Float volunteers received word from the judges of their win at 6 a.m. Friday, but hadn’t heard their comments yet, she said.
Valencia resident Edward Hillery created the float’s design, which got the most votes in a design contest.
The float featured green grass, a large red barn and silo, and about 50,000 unique and exotic flowers. It was covered in dry materials, including cotton and magnolia leaves.
The float will likely arrive in Burbank on Sunday night and be dropped off at George Izay Park, Diel said.
The float will stay at the park until Wednesday to allow residents to see it and view live demonstrations of the moving plane, which will happen five times a day.

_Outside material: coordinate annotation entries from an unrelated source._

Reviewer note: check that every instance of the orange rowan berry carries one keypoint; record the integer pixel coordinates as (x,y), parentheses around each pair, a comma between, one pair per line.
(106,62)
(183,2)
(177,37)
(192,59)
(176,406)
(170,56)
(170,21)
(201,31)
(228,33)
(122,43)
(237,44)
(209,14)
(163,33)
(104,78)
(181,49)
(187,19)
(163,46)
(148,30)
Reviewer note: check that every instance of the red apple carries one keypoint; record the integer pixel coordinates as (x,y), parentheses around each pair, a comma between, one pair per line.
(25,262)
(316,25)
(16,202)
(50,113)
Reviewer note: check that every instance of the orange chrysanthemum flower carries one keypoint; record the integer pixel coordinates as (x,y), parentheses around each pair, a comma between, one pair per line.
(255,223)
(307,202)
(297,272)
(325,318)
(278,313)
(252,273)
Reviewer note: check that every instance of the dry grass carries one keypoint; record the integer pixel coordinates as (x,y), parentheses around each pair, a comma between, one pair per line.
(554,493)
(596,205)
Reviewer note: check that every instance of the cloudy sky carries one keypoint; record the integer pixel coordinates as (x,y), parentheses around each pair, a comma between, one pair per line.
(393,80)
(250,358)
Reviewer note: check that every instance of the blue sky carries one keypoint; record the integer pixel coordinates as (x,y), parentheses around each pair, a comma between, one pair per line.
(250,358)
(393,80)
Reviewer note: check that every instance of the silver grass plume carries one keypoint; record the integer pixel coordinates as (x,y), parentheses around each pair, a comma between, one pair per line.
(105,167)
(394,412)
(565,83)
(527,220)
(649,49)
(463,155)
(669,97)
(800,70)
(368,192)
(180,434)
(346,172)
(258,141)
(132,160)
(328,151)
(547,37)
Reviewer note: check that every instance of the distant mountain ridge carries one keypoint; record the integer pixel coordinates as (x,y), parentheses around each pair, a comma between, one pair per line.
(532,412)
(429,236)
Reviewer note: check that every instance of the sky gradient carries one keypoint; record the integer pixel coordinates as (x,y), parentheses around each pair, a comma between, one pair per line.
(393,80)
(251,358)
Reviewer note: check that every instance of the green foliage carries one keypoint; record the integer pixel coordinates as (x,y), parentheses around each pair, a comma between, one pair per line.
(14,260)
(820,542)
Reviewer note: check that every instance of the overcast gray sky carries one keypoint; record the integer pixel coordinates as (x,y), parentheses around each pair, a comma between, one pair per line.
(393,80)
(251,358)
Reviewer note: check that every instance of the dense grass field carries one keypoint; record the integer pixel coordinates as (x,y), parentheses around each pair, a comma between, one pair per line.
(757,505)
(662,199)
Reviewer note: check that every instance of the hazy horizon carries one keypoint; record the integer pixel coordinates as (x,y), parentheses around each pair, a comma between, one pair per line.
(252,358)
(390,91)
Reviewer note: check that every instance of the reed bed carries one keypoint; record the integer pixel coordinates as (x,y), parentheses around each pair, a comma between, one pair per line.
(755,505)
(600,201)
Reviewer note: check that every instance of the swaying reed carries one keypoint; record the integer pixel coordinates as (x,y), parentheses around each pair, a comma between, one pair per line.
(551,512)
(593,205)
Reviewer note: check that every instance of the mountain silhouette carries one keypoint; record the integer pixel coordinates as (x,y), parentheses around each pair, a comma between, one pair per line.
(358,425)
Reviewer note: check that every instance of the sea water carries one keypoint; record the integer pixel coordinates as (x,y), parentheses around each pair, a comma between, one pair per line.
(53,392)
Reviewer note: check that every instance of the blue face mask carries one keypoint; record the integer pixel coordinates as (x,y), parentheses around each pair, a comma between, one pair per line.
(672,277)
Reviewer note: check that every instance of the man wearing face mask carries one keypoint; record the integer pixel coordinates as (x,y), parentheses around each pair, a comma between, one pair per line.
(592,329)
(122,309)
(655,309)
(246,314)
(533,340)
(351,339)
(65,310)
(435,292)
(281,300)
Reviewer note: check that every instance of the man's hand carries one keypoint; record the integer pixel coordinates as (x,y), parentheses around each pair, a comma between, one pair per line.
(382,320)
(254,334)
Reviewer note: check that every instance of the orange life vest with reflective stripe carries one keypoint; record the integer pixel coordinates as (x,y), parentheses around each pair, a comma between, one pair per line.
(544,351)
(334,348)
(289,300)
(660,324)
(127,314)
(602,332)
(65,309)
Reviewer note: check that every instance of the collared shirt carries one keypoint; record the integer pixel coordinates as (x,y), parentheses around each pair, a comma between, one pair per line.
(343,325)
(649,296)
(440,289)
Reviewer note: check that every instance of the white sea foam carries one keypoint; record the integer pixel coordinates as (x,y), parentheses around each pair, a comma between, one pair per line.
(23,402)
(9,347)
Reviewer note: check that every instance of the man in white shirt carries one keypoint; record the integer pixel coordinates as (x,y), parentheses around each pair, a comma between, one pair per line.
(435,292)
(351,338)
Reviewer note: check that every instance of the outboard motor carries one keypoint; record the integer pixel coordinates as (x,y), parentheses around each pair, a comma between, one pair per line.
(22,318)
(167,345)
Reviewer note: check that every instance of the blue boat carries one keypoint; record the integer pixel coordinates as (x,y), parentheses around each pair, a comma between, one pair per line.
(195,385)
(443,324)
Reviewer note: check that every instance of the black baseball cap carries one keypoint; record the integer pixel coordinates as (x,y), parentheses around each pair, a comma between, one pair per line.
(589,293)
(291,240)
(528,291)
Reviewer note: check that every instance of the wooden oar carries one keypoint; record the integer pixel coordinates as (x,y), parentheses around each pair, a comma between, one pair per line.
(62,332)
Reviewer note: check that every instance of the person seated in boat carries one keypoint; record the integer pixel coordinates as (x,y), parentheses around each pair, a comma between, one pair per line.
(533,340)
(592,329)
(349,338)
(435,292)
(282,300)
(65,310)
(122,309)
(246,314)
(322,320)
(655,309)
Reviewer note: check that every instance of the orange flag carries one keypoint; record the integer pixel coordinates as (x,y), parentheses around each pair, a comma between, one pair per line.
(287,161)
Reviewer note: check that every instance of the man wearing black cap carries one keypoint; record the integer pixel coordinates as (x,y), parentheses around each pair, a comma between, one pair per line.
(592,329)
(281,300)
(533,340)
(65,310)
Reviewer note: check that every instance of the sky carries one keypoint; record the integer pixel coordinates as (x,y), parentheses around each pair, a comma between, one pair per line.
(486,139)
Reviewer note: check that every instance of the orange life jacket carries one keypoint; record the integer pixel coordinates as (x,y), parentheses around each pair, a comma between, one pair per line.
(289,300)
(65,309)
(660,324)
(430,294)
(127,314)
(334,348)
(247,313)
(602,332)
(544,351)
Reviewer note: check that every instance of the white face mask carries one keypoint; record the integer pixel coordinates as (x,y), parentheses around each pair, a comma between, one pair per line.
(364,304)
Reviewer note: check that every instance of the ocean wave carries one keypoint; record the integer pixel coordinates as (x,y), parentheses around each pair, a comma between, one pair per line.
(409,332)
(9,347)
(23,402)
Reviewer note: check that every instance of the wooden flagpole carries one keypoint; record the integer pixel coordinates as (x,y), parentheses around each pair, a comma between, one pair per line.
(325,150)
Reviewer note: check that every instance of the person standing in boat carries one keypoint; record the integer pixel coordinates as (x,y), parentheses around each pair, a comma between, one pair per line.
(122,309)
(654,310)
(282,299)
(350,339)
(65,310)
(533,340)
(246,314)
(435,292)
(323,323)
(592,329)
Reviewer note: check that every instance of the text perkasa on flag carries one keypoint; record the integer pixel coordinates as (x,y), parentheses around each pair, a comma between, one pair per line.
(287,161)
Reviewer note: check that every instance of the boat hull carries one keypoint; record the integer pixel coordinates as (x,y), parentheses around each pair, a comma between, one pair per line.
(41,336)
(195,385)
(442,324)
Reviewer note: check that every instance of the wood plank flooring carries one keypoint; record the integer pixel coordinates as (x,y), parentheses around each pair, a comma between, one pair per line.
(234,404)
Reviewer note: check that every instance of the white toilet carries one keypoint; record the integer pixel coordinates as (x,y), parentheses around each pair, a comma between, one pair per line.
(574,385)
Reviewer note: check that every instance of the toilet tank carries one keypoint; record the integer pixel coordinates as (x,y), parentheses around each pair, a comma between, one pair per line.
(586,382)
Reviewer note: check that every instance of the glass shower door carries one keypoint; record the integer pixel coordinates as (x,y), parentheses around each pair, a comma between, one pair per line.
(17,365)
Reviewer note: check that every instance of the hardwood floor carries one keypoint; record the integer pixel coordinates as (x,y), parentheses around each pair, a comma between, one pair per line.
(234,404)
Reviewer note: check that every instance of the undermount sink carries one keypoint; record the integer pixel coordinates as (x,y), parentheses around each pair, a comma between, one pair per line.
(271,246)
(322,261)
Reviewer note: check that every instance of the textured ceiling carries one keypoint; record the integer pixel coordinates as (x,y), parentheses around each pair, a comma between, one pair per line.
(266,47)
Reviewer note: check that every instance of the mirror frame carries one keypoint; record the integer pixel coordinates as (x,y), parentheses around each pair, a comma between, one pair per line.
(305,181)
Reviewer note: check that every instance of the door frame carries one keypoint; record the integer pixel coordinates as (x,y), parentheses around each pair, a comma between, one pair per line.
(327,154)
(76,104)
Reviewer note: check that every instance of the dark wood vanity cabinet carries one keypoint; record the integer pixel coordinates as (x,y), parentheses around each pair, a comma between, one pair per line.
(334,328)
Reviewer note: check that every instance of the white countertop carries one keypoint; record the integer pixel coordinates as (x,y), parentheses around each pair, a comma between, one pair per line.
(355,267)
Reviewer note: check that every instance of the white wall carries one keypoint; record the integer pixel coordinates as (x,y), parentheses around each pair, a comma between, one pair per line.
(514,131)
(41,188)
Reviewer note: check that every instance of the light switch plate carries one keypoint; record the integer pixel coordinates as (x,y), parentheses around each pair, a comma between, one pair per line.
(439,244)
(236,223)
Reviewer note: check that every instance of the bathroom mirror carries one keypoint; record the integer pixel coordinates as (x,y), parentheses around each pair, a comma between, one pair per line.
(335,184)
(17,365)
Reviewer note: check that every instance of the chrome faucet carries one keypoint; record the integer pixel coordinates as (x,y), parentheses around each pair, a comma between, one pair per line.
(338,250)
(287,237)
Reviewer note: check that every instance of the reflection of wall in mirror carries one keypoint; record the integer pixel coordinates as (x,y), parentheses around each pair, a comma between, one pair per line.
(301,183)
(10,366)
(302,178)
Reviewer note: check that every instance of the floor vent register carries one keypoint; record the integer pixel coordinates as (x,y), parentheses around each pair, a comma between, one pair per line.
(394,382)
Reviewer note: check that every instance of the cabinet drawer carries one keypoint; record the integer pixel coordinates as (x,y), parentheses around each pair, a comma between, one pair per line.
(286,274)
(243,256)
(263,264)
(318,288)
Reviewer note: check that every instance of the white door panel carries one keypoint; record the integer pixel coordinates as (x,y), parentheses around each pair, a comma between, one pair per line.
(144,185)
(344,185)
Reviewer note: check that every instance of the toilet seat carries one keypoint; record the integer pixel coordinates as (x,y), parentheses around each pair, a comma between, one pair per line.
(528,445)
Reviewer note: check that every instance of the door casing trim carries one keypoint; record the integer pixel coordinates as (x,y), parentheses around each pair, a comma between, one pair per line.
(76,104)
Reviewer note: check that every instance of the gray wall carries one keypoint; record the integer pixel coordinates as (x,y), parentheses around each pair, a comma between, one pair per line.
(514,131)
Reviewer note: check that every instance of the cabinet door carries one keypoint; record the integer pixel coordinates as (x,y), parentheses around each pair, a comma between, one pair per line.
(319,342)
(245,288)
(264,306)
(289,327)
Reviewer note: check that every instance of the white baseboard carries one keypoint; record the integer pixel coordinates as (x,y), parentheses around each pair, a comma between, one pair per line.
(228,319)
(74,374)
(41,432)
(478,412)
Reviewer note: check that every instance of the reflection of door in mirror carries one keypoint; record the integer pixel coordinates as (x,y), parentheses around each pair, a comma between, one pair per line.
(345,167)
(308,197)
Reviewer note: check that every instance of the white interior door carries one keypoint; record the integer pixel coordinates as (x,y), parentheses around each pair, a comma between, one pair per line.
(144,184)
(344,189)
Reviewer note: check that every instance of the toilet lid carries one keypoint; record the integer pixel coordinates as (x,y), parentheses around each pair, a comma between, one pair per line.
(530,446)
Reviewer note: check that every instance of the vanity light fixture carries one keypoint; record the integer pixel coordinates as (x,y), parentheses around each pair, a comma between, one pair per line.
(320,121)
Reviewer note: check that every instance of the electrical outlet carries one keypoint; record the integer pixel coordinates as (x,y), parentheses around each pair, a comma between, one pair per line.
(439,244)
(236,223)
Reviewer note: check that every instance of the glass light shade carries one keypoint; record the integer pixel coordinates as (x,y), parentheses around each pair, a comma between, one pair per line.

Volunteers from the Tournament of Roses will stay with the float 24 hours a day until Wednesday, she said.
City officials invited the public Jan. 9 to help dismantle the float at the Burbank Water and Power yard.
“That’s the hard part, watching your blood, sweat and tears turn into garbage,” Diel said.
Glendale’s 33-foot-long float, “America’s Pride,” which featured a 22-foot-tall soaring bald eagle, provided parade-goers with a show-stopping finale.
Military jets saluted spectators with the “missing man” formation as the float appeared. The float was flanked by participants who held several American flags and a larger one.